In 2025, Černochová received two Grand Power firearms from the Slovak Minister of Defense Robert Kaliňák, who stated that giving things that the gifted person likes is customary in international politics.

===Islam===
Following the November 2015 Paris attacks, Černochová called for a review of the European Union's migration policy and warned that "radical Islamists" were a threat to Europe. According to Černochová, "rules do not allow the freedom of our speech, religion, culture, and Judeo-Christian civilization to take a back seat at the expense of other non-religious aspects of Islamic ideology, which have nothing to do with the religious beliefs of women."

===Middle East and Turkey===
After the assassination of Jamal Khashoggi, Černochová called for an arms embargo on Saudi Arabia, to which the Czech Republic exported military material worth 70.1 million Euro in 2014.

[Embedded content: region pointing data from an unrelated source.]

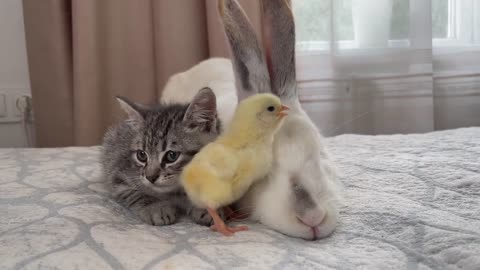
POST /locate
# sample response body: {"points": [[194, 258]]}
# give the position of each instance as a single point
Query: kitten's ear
{"points": [[202, 111], [133, 110]]}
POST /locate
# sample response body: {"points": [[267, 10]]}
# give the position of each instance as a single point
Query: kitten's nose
{"points": [[153, 177]]}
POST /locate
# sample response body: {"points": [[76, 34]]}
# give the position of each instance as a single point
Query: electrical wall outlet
{"points": [[12, 104]]}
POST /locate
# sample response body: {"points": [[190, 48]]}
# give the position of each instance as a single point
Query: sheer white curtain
{"points": [[389, 66]]}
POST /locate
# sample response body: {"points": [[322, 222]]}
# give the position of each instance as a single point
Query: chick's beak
{"points": [[282, 111]]}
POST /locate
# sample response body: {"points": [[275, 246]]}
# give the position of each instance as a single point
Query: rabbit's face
{"points": [[311, 210]]}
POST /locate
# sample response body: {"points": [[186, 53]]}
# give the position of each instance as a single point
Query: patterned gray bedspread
{"points": [[412, 202]]}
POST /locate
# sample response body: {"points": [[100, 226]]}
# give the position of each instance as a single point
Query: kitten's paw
{"points": [[201, 216], [159, 215]]}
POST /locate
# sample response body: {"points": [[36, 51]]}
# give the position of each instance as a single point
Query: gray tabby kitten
{"points": [[144, 155]]}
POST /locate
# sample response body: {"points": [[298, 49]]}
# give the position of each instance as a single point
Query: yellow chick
{"points": [[224, 170]]}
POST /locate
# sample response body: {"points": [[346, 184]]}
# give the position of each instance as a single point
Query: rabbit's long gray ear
{"points": [[134, 110], [278, 32], [251, 72]]}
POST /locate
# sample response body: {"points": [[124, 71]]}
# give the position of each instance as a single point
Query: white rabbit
{"points": [[301, 196], [214, 73]]}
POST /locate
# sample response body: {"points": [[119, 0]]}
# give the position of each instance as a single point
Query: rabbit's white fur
{"points": [[214, 73], [299, 153]]}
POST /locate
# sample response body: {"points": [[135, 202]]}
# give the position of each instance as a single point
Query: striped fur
{"points": [[184, 129]]}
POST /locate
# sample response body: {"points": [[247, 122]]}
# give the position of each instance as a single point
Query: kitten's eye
{"points": [[142, 156], [171, 156]]}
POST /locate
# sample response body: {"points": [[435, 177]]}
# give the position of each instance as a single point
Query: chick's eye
{"points": [[142, 156], [171, 156]]}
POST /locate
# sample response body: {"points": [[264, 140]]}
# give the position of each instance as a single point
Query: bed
{"points": [[411, 202]]}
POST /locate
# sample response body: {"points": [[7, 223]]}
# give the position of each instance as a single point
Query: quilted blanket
{"points": [[411, 202]]}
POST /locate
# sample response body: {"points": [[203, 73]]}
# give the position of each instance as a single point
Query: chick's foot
{"points": [[221, 227]]}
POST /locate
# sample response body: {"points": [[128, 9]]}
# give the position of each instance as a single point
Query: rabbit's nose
{"points": [[312, 218]]}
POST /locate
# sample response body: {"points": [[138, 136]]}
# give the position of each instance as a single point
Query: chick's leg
{"points": [[234, 215], [221, 227]]}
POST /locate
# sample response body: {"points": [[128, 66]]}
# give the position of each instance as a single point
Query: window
{"points": [[455, 22], [352, 24]]}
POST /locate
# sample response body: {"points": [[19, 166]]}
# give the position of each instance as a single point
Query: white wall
{"points": [[14, 80]]}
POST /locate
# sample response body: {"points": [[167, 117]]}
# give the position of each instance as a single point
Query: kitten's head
{"points": [[149, 149]]}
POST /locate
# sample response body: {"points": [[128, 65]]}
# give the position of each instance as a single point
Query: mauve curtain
{"points": [[82, 53]]}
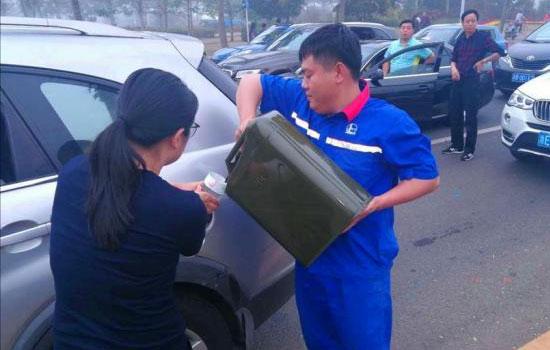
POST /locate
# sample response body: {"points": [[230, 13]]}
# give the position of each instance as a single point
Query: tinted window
{"points": [[269, 35], [542, 34], [85, 110], [21, 158], [65, 113], [218, 78], [291, 40], [437, 34]]}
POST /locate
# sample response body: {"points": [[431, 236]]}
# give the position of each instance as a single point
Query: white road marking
{"points": [[479, 132]]}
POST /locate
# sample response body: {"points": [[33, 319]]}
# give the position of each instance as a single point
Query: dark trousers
{"points": [[463, 105]]}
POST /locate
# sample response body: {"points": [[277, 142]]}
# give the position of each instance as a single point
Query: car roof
{"points": [[459, 26], [92, 48]]}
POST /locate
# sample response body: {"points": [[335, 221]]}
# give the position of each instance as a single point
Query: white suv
{"points": [[526, 120]]}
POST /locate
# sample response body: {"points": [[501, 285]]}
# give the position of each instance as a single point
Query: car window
{"points": [[21, 158], [85, 109], [218, 78], [269, 35], [412, 61], [373, 62], [291, 40], [542, 34], [65, 111], [437, 34]]}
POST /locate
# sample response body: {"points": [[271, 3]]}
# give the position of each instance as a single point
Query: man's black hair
{"points": [[334, 43], [406, 21], [469, 12]]}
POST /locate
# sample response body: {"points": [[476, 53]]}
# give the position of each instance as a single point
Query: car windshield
{"points": [[291, 40], [541, 34], [367, 51], [269, 35], [436, 34]]}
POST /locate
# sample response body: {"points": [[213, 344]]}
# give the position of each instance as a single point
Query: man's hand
{"points": [[373, 206], [455, 75], [479, 66], [210, 202], [405, 191], [249, 95], [240, 130]]}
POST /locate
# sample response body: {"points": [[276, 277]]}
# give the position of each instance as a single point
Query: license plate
{"points": [[521, 77], [543, 140]]}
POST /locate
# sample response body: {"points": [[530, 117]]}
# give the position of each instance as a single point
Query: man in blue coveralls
{"points": [[343, 298]]}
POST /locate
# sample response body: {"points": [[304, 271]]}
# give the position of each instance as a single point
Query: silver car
{"points": [[59, 85]]}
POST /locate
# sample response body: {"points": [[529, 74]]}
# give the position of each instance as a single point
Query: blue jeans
{"points": [[344, 313]]}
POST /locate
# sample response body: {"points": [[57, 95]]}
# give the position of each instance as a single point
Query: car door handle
{"points": [[423, 88], [12, 234]]}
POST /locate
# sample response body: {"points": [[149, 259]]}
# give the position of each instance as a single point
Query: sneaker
{"points": [[467, 156], [452, 150]]}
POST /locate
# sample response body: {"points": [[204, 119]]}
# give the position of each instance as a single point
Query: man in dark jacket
{"points": [[469, 55]]}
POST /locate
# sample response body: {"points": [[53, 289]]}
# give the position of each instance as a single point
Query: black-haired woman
{"points": [[118, 228]]}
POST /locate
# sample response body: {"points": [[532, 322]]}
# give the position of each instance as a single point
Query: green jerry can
{"points": [[291, 188]]}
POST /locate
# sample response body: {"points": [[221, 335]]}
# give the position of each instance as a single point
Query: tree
{"points": [[77, 12], [270, 9], [341, 15], [139, 7], [221, 23]]}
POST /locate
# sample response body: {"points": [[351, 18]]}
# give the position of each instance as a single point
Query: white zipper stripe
{"points": [[305, 125], [313, 134], [353, 146]]}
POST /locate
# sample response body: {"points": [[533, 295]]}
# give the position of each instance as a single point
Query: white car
{"points": [[526, 120]]}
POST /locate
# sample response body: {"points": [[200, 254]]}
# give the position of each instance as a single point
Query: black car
{"points": [[423, 90], [282, 56], [525, 60]]}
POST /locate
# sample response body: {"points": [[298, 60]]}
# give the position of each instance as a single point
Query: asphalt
{"points": [[472, 272]]}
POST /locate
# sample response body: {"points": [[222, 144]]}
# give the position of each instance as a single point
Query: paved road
{"points": [[472, 272]]}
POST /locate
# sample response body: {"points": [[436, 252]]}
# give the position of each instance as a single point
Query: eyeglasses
{"points": [[193, 129]]}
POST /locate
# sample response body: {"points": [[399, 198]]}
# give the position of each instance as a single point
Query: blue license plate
{"points": [[521, 77], [543, 140]]}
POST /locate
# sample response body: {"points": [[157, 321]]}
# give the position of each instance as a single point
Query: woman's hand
{"points": [[210, 202], [455, 75], [191, 186]]}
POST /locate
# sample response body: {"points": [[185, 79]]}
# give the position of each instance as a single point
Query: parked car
{"points": [[259, 43], [282, 56], [422, 90], [526, 120], [525, 60], [59, 85], [449, 33]]}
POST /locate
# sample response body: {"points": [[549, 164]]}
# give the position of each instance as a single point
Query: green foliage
{"points": [[271, 9], [369, 10]]}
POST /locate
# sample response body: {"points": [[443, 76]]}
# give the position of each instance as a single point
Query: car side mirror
{"points": [[375, 75]]}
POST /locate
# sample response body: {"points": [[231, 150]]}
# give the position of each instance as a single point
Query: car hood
{"points": [[267, 61], [521, 50], [537, 88]]}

In October 2019, Černochová criticised the 2019 Turkish offensive into north-eastern Syria and expressed concern that if Turkey resigned as NATO country, its influence would decrease. In March 2020, she condemned the regime of Turkish President Recep Tayyip Erdoğan and declared: "Turkey quite openly accompanies migrants to the border with Greece, thus threatens the entire European Union."

==Personal life==
Černochová was in a relationship with fellow politician Martin Červíček in 2012.